State Rep. Lori A. Ehrlich marks the 10th anniversary of her election to the Massachusetts House of Representatives this year and with Lynn Mayor Thomas M. McGee’s departure from the state Senate, Ehrlich assumes the title of dean of the Lynn legislative delegation.
Ehrlich, a Marblehead Democrat who represents Marblehead, Swampscott, and a beachside corner of Lynn in the House, is an elected official who has deepened the meaning of thinking globally while acting locally.

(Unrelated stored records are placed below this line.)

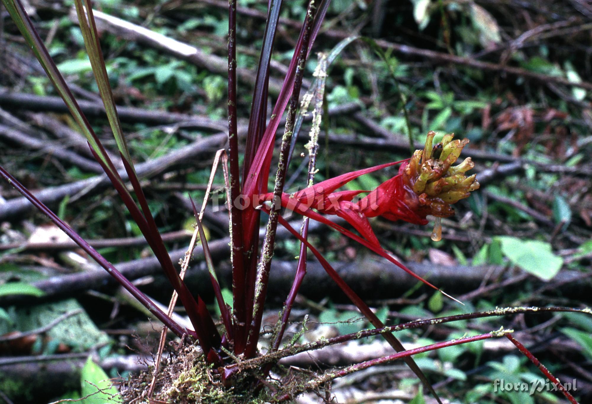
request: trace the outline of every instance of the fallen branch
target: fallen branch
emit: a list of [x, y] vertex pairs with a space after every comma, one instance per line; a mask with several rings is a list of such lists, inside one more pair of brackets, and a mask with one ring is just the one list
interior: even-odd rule
[[49, 155], [55, 157], [86, 171], [95, 174], [103, 172], [103, 169], [96, 162], [67, 150], [55, 142], [36, 139], [20, 131], [4, 125], [0, 125], [0, 138], [8, 142], [20, 145], [25, 149], [38, 151], [43, 157]]
[[[200, 139], [190, 145], [176, 150], [159, 158], [138, 164], [136, 166], [138, 176], [140, 178], [150, 177], [163, 171], [186, 161], [188, 158], [198, 155], [210, 156], [213, 150], [219, 149], [226, 141], [226, 133], [217, 133]], [[127, 180], [127, 174], [120, 171], [120, 175], [124, 181]], [[52, 187], [34, 193], [35, 196], [45, 204], [50, 204], [61, 201], [66, 196], [79, 194], [80, 193], [96, 192], [104, 189], [111, 184], [105, 174], [97, 175], [86, 180], [77, 181], [58, 187]], [[0, 205], [0, 220], [8, 218], [14, 219], [16, 216], [24, 212], [33, 210], [34, 207], [24, 197], [14, 198]]]
[[[186, 230], [179, 230], [165, 233], [162, 234], [162, 240], [168, 243], [178, 240], [184, 240], [191, 237], [191, 233]], [[121, 239], [105, 239], [104, 240], [88, 240], [89, 244], [95, 249], [110, 247], [137, 247], [147, 244], [143, 236], [127, 237]], [[19, 252], [24, 251], [56, 251], [60, 250], [75, 250], [78, 245], [73, 241], [47, 242], [47, 243], [10, 243], [0, 244], [0, 251], [18, 249]]]
[[[226, 5], [226, 7], [228, 7], [228, 4]], [[93, 10], [92, 14], [95, 16], [97, 28], [99, 31], [107, 31], [128, 41], [144, 44], [203, 67], [213, 73], [221, 74], [226, 74], [228, 73], [228, 61], [220, 56], [206, 53], [199, 48], [169, 38], [162, 34], [150, 31], [113, 15], [96, 10]], [[72, 19], [78, 23], [78, 18], [75, 15], [73, 15]], [[242, 67], [237, 67], [236, 71], [240, 80], [250, 84], [255, 84], [255, 76], [252, 71]], [[270, 79], [270, 92], [279, 93], [281, 87], [281, 82], [276, 79]]]
[[[102, 104], [79, 100], [78, 105], [87, 118], [106, 118]], [[24, 93], [0, 92], [0, 105], [7, 109], [69, 113], [67, 107], [59, 97], [37, 96]], [[182, 123], [185, 127], [207, 129], [216, 132], [227, 130], [227, 124], [221, 119], [163, 110], [150, 110], [133, 107], [118, 106], [117, 112], [123, 122], [143, 122], [152, 125]], [[82, 136], [81, 136], [82, 138]]]
[[[228, 8], [228, 4], [226, 2], [222, 1], [221, 0], [200, 0], [200, 1], [201, 2], [210, 4], [220, 8]], [[250, 17], [256, 18], [265, 19], [267, 18], [267, 16], [265, 13], [257, 10], [249, 9], [246, 7], [237, 7], [236, 11], [239, 14], [250, 15]], [[297, 21], [294, 21], [288, 18], [280, 18], [279, 22], [281, 24], [294, 27], [295, 28], [297, 28], [298, 27], [298, 25], [297, 25], [298, 24]], [[320, 33], [321, 35], [324, 35], [330, 38], [334, 38], [339, 40], [344, 39], [352, 35], [350, 32], [340, 31], [338, 30], [321, 30]], [[375, 40], [375, 42], [381, 48], [384, 49], [391, 49], [395, 52], [402, 53], [405, 55], [419, 56], [420, 57], [437, 61], [440, 63], [446, 62], [448, 63], [453, 63], [455, 64], [462, 64], [489, 71], [503, 72], [515, 76], [521, 76], [527, 79], [535, 80], [543, 84], [547, 83], [556, 83], [557, 84], [569, 86], [570, 87], [579, 87], [580, 88], [585, 89], [586, 90], [592, 90], [592, 83], [589, 83], [588, 82], [583, 81], [580, 83], [572, 83], [567, 79], [563, 77], [549, 76], [548, 74], [537, 73], [524, 69], [521, 69], [520, 67], [514, 67], [513, 66], [506, 66], [504, 64], [498, 64], [497, 63], [482, 61], [481, 60], [477, 60], [475, 58], [470, 57], [457, 56], [456, 55], [451, 55], [449, 53], [443, 53], [442, 52], [436, 52], [436, 51], [429, 50], [428, 49], [422, 49], [420, 48], [416, 48], [407, 45], [395, 44], [385, 40], [377, 39]]]

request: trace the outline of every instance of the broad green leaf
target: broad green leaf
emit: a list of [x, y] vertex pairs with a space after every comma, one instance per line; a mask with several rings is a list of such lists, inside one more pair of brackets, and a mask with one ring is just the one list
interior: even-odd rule
[[10, 318], [8, 315], [8, 313], [6, 312], [6, 310], [0, 307], [0, 320], [5, 321], [8, 321], [8, 322], [12, 322], [12, 319]]
[[92, 70], [91, 61], [88, 58], [66, 60], [58, 64], [57, 69], [62, 74], [78, 74]]
[[456, 246], [456, 244], [453, 244], [451, 248], [452, 249], [452, 252], [454, 253], [454, 256], [456, 258], [456, 260], [461, 265], [468, 265], [469, 262], [466, 260], [466, 257], [465, 256], [464, 253]]
[[571, 221], [571, 208], [561, 195], [555, 195], [553, 200], [553, 219], [556, 223], [563, 223], [562, 229], [565, 230]]
[[479, 250], [479, 252], [475, 254], [473, 256], [473, 260], [471, 262], [471, 265], [473, 266], [478, 266], [480, 265], [485, 265], [487, 263], [487, 253], [488, 252], [489, 246], [487, 244], [484, 245], [481, 249]]
[[84, 352], [109, 343], [109, 337], [97, 328], [75, 299], [18, 308], [15, 327], [21, 331], [36, 330], [73, 311], [80, 312], [62, 320], [47, 332], [49, 340], [63, 343], [75, 352]]
[[430, 12], [428, 8], [432, 0], [411, 1], [413, 3], [413, 18], [419, 26], [420, 31], [422, 31], [430, 22]]
[[471, 2], [470, 15], [473, 26], [479, 31], [479, 42], [482, 46], [487, 48], [501, 42], [497, 21], [487, 10]]
[[417, 392], [417, 395], [409, 402], [409, 404], [426, 404], [426, 399], [423, 398], [423, 390], [422, 389]]
[[[572, 64], [571, 62], [566, 61], [564, 64], [564, 67], [565, 69], [567, 79], [570, 80], [570, 82], [582, 82], [582, 78], [580, 77], [580, 74], [578, 74], [578, 72], [575, 71], [575, 69], [574, 68], [574, 65]], [[584, 89], [580, 88], [579, 87], [574, 87], [571, 89], [571, 95], [575, 99], [578, 101], [581, 101], [586, 97], [586, 90]]]
[[159, 66], [154, 72], [154, 78], [156, 83], [162, 84], [169, 80], [169, 79], [173, 77], [175, 74], [175, 66], [170, 64], [166, 64], [163, 66]]
[[0, 296], [8, 295], [30, 295], [39, 297], [44, 294], [43, 291], [32, 285], [22, 282], [11, 282], [0, 285]]
[[89, 357], [80, 375], [83, 404], [104, 404], [123, 402], [117, 389], [101, 367]]
[[440, 111], [432, 121], [430, 125], [431, 130], [436, 131], [442, 129], [451, 115], [452, 115], [452, 108], [449, 106]]
[[570, 327], [562, 328], [561, 332], [578, 343], [583, 348], [583, 353], [588, 357], [592, 358], [592, 336], [590, 333]]
[[433, 313], [437, 313], [442, 309], [444, 302], [442, 301], [443, 295], [439, 292], [436, 292], [427, 301], [427, 308]]
[[584, 313], [561, 313], [561, 315], [592, 334], [592, 316]]
[[449, 377], [456, 379], [457, 380], [466, 380], [466, 374], [462, 370], [452, 367], [444, 372], [444, 374]]
[[563, 265], [563, 259], [553, 253], [549, 243], [508, 236], [497, 239], [501, 242], [501, 252], [512, 263], [543, 281], [552, 279]]

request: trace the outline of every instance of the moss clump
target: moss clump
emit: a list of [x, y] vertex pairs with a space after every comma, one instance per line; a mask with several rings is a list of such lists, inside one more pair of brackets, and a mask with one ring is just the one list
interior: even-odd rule
[[[122, 383], [125, 402], [149, 402], [153, 372], [151, 368]], [[199, 347], [176, 346], [160, 366], [150, 398], [156, 402], [175, 404], [263, 404], [272, 401], [267, 389], [255, 387], [257, 376], [253, 372], [239, 372], [233, 386], [225, 387], [218, 372], [205, 363]]]

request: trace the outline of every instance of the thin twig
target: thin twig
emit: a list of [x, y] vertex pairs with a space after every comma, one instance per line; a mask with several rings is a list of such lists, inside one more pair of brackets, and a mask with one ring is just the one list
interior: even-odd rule
[[[228, 191], [229, 185], [229, 179], [228, 179], [228, 164], [227, 159], [226, 157], [226, 151], [224, 149], [218, 150], [216, 152], [215, 157], [214, 158], [214, 164], [212, 165], [212, 170], [210, 174], [210, 179], [208, 181], [208, 187], [205, 190], [205, 195], [204, 196], [204, 201], [201, 205], [201, 209], [200, 211], [200, 215], [198, 220], [200, 221], [204, 217], [204, 211], [205, 210], [205, 206], [208, 203], [208, 199], [210, 198], [210, 193], [211, 191], [212, 184], [214, 183], [214, 178], [215, 176], [216, 171], [218, 168], [218, 164], [220, 162], [220, 158], [223, 160], [223, 170], [224, 170], [224, 181], [226, 183], [226, 189], [227, 192]], [[230, 197], [229, 197], [229, 200], [230, 201]], [[191, 260], [191, 258], [193, 256], [193, 252], [195, 249], [195, 246], [197, 245], [197, 237], [199, 235], [199, 229], [196, 226], [195, 229], [194, 230], [193, 235], [191, 236], [191, 241], [189, 242], [189, 247], [187, 247], [187, 252], [185, 253], [185, 256], [183, 258], [183, 261], [181, 263], [181, 270], [179, 274], [179, 276], [181, 279], [185, 278], [185, 273], [187, 272], [187, 268], [189, 268], [189, 263]], [[177, 294], [176, 291], [173, 292], [173, 295], [170, 298], [170, 301], [169, 302], [169, 308], [168, 311], [168, 315], [170, 317], [175, 309], [175, 305], [177, 303], [177, 298], [179, 297], [178, 294]], [[148, 389], [148, 398], [152, 397], [152, 395], [154, 393], [155, 386], [156, 385], [156, 376], [158, 375], [159, 368], [160, 365], [160, 360], [162, 358], [162, 353], [165, 350], [165, 343], [166, 341], [166, 333], [168, 328], [166, 325], [162, 326], [162, 330], [160, 331], [160, 339], [158, 344], [158, 352], [156, 354], [156, 360], [155, 362], [154, 366], [154, 373], [152, 376], [152, 381], [150, 382], [150, 388]]]

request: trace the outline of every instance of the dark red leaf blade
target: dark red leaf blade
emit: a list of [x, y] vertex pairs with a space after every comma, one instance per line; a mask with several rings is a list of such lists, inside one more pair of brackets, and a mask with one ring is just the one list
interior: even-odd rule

Her legislative list of accomplishments includes condemning and working to ban the sale of illegally-possessed ivory. The ivory trade crosses continents and oceans and Ehrlich met with former President Bill Clinton to discuss their shared interest in preventing elephant extinction.

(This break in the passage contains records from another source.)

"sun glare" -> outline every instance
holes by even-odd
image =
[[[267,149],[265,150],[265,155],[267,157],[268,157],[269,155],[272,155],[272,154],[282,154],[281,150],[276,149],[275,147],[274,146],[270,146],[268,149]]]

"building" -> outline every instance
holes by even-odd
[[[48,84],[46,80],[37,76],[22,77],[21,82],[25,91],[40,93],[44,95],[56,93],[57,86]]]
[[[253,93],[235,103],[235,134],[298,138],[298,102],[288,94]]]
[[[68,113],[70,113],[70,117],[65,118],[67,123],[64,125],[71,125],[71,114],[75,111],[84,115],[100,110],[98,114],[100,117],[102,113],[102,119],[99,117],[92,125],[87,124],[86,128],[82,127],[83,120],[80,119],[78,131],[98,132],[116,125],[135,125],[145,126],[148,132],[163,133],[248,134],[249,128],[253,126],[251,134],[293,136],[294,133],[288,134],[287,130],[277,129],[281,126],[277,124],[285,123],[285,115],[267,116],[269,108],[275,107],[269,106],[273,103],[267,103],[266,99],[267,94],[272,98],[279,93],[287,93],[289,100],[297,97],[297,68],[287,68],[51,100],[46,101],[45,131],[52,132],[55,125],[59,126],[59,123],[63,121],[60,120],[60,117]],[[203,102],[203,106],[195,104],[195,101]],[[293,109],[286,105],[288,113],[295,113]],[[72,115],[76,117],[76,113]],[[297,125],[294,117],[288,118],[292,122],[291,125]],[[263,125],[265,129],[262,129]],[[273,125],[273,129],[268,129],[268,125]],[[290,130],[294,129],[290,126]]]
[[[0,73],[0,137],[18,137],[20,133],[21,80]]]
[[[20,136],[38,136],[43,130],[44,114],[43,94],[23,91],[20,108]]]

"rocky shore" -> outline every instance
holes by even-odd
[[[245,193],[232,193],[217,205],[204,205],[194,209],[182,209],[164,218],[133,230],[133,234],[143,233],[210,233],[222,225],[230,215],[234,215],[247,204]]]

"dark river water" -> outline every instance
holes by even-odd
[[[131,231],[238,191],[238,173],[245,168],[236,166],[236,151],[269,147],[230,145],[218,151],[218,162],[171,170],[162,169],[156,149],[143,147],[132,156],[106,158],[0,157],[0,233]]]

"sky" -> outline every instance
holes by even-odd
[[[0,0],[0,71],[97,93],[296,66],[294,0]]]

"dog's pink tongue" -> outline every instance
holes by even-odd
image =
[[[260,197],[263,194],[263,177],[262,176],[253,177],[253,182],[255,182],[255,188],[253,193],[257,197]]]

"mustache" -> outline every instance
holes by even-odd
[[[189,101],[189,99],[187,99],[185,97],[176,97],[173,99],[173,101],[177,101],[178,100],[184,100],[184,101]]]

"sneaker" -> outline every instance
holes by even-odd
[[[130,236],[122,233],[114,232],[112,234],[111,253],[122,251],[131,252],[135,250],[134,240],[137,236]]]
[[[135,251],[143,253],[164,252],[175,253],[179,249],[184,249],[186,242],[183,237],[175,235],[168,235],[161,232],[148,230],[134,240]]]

Some people might ask why a legislator from Marblehead needs to protect elephants and Ehrlich’s response would be characteristically blunt: Everyone in elected office has a responsibility to make the world a better place for future generations.

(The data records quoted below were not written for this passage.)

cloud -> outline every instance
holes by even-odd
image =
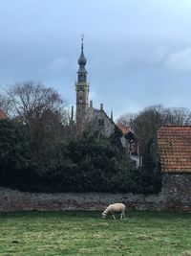
[[[67,65],[68,60],[62,57],[58,57],[48,65],[48,70],[52,72],[60,72],[63,71]]]
[[[180,71],[191,70],[191,47],[182,51],[169,54],[166,58],[164,64],[170,68]]]
[[[149,62],[159,63],[162,62],[168,56],[169,49],[166,46],[159,46],[157,51],[149,58]]]

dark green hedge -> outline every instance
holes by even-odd
[[[47,151],[34,156],[29,130],[16,123],[0,121],[0,138],[1,186],[48,193],[159,190],[152,183],[156,174],[135,170],[114,139],[83,134],[68,144],[58,143],[47,157]]]

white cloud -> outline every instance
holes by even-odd
[[[157,51],[149,58],[149,62],[159,63],[168,56],[169,49],[166,46],[159,46]]]
[[[68,60],[62,57],[58,57],[48,65],[48,70],[52,72],[60,72],[63,71],[67,65]]]
[[[182,51],[169,54],[165,59],[165,65],[168,68],[190,71],[191,70],[191,47],[188,47]]]

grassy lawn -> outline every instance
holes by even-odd
[[[0,255],[191,256],[191,215],[130,212],[102,220],[100,212],[0,214]]]

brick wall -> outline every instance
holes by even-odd
[[[22,210],[100,210],[114,202],[124,202],[136,210],[191,211],[191,175],[164,175],[159,195],[109,193],[24,193],[0,188],[0,212]]]

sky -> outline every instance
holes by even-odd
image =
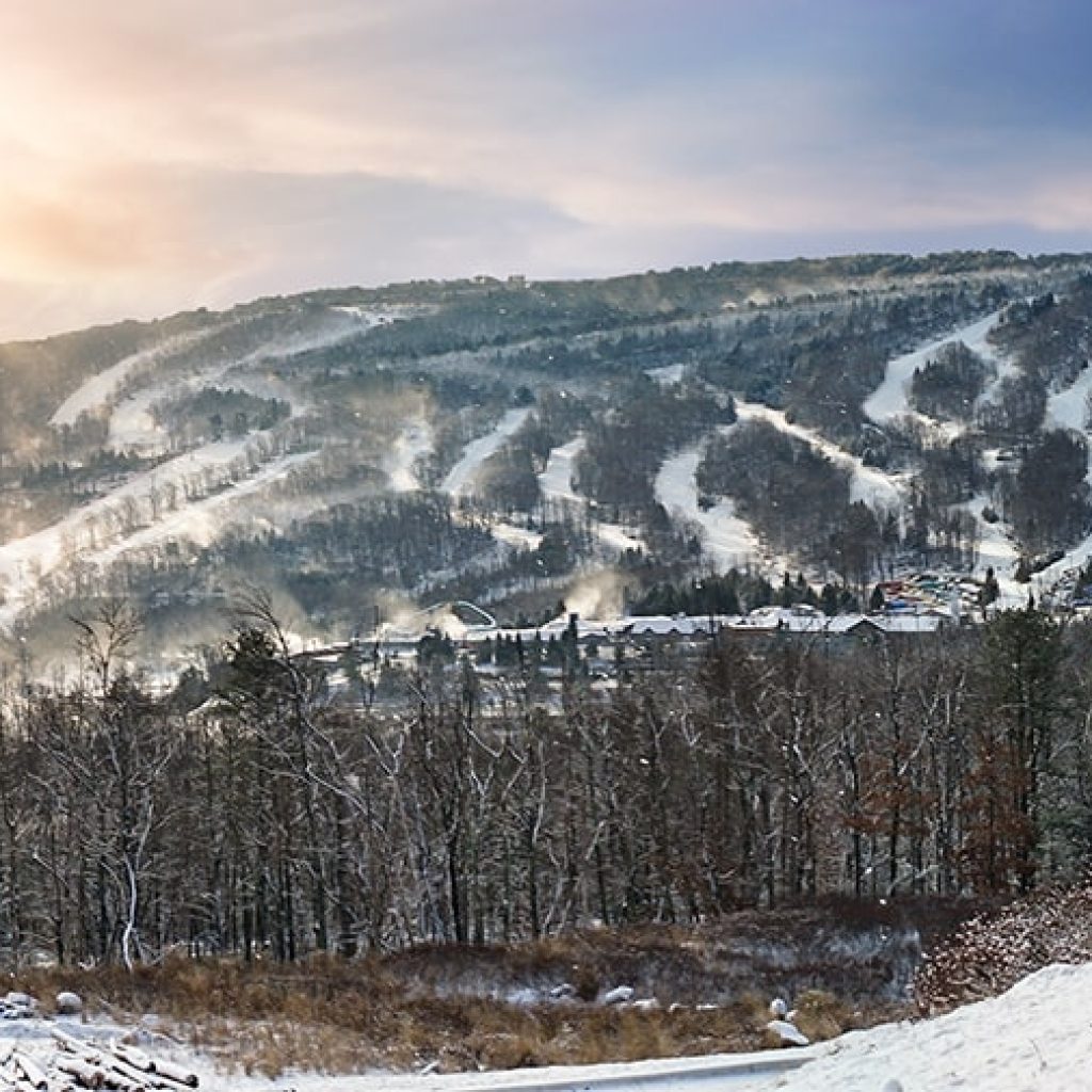
[[[0,0],[0,337],[260,295],[1092,250],[1087,0]]]

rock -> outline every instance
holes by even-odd
[[[76,1017],[83,1012],[83,998],[79,994],[73,994],[69,989],[62,989],[57,995],[57,1014],[61,1017]]]
[[[787,1020],[771,1020],[765,1025],[765,1030],[772,1032],[780,1040],[782,1046],[807,1046],[810,1043],[807,1035],[796,1024],[792,1024]]]
[[[608,989],[603,995],[603,1004],[621,1005],[624,1001],[632,1000],[633,993],[634,990],[632,986],[615,986],[614,989]]]

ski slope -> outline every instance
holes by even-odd
[[[1092,485],[1092,436],[1085,427],[1089,411],[1089,394],[1092,393],[1092,366],[1087,366],[1067,388],[1052,394],[1046,402],[1044,426],[1046,428],[1068,428],[1080,432],[1089,442],[1089,468],[1084,480]],[[1092,535],[1066,551],[1065,556],[1047,566],[1035,575],[1040,589],[1049,590],[1070,570],[1080,569],[1092,560]]]
[[[177,353],[179,349],[191,348],[193,345],[205,341],[222,329],[214,327],[210,330],[201,330],[195,333],[178,334],[168,337],[166,341],[153,345],[151,348],[141,349],[122,357],[116,364],[104,368],[103,371],[92,376],[91,379],[81,383],[49,418],[49,424],[55,428],[63,428],[74,425],[84,414],[95,413],[103,410],[114,401],[118,391],[129,380],[131,376],[142,371],[144,368],[159,364]]]
[[[708,509],[700,506],[696,476],[704,447],[704,442],[696,443],[664,461],[656,474],[655,497],[670,515],[701,529],[702,550],[719,569],[738,568],[759,558],[762,547],[731,500],[721,500]]]
[[[883,382],[865,399],[862,408],[877,425],[886,425],[899,417],[912,416],[915,419],[926,423],[933,429],[940,429],[941,431],[952,431],[954,429],[958,434],[961,431],[960,426],[953,426],[948,423],[942,424],[934,420],[931,417],[925,417],[911,408],[910,381],[913,379],[914,372],[918,368],[924,367],[945,345],[952,345],[956,342],[963,342],[968,348],[980,356],[992,361],[996,360],[996,353],[987,341],[987,337],[994,327],[997,325],[999,317],[1000,311],[994,311],[984,319],[978,319],[976,322],[972,322],[961,330],[957,330],[943,337],[938,337],[936,341],[931,341],[927,345],[914,349],[912,353],[906,353],[903,356],[897,356],[894,359],[889,360]]]
[[[584,498],[572,488],[577,456],[584,450],[584,438],[578,436],[550,451],[546,470],[538,475],[538,488],[547,500],[584,502]]]
[[[463,449],[462,458],[448,472],[441,489],[453,499],[465,497],[472,491],[474,479],[482,464],[499,451],[512,438],[531,414],[530,408],[509,410],[490,432],[472,440]]]
[[[815,429],[795,425],[785,419],[781,410],[756,402],[736,401],[736,416],[740,420],[763,420],[788,436],[810,444],[831,462],[850,471],[850,499],[862,500],[874,508],[899,509],[902,505],[902,483],[893,474],[885,474],[874,466],[866,466],[857,456],[832,443]]]
[[[167,460],[112,489],[104,497],[69,512],[57,523],[0,546],[0,628],[10,629],[20,615],[36,605],[41,583],[75,563],[116,558],[134,543],[152,545],[171,536],[186,537],[186,522],[213,510],[222,522],[230,505],[194,507],[228,486],[253,483],[260,488],[282,478],[311,453],[276,459],[253,438],[209,443]],[[306,458],[305,458],[306,456]],[[264,471],[260,468],[264,465]],[[176,518],[177,517],[177,518]],[[194,533],[200,524],[194,523]],[[207,527],[209,524],[205,523]],[[96,560],[97,559],[97,560]]]
[[[413,492],[420,488],[417,477],[417,460],[432,450],[432,427],[427,420],[416,418],[407,422],[384,455],[381,464],[390,478],[394,492]]]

That goal sounds like a tall order for a state legislator. But Ehrlich has proven herself adept since taking office in 2009 in building coalitions with legislative allies, even as she tackles issues head on. She has worked with the Essex County Community Organization (ECCO) to focus on immigrant rights and the important role her constituents can play in highlighting unequal treatment faced by immigrants.
She will meet with ECCO representatives on Jan. 22 to discuss 2018 legislative priorities. Even as she concentrates on national, even international concerns including immigration, Ehrlich has taken a practical approach to concerns affecting her constituents. Her work on improving natural gas safety showed her relentless commitment to utility safety improvements.
Ehrlich has filed legislation to improve pet safety and to save lives of underage drinkers. She demonstrated forward-thinking awareness of the changing business world when she challenged existing law governing employee non-compete contracts.
She was a partner with the Office Depot Foundation in 2011 to provide backpacks to needy children.
Her constituents have signaled their respect and admiration for Ehrlich at the ballot box. The 6,435 votes she received from Swampscott residents in November 2016 eclipsed the town vote for Hillary Clinton.
As she dons the mantle of dean, Ehrlich has a lot to teach colleagues Donald Wong, Daniel Cahill, Brendan Crighton and whomever succeeds Crighton as West Lynn and Nahant’s state representative.
She can teach the art of taking risks in the Legislature. She can show fellow legislators how to grasp the big picture while thinking locally and she understands that doing good is the only good thing to do.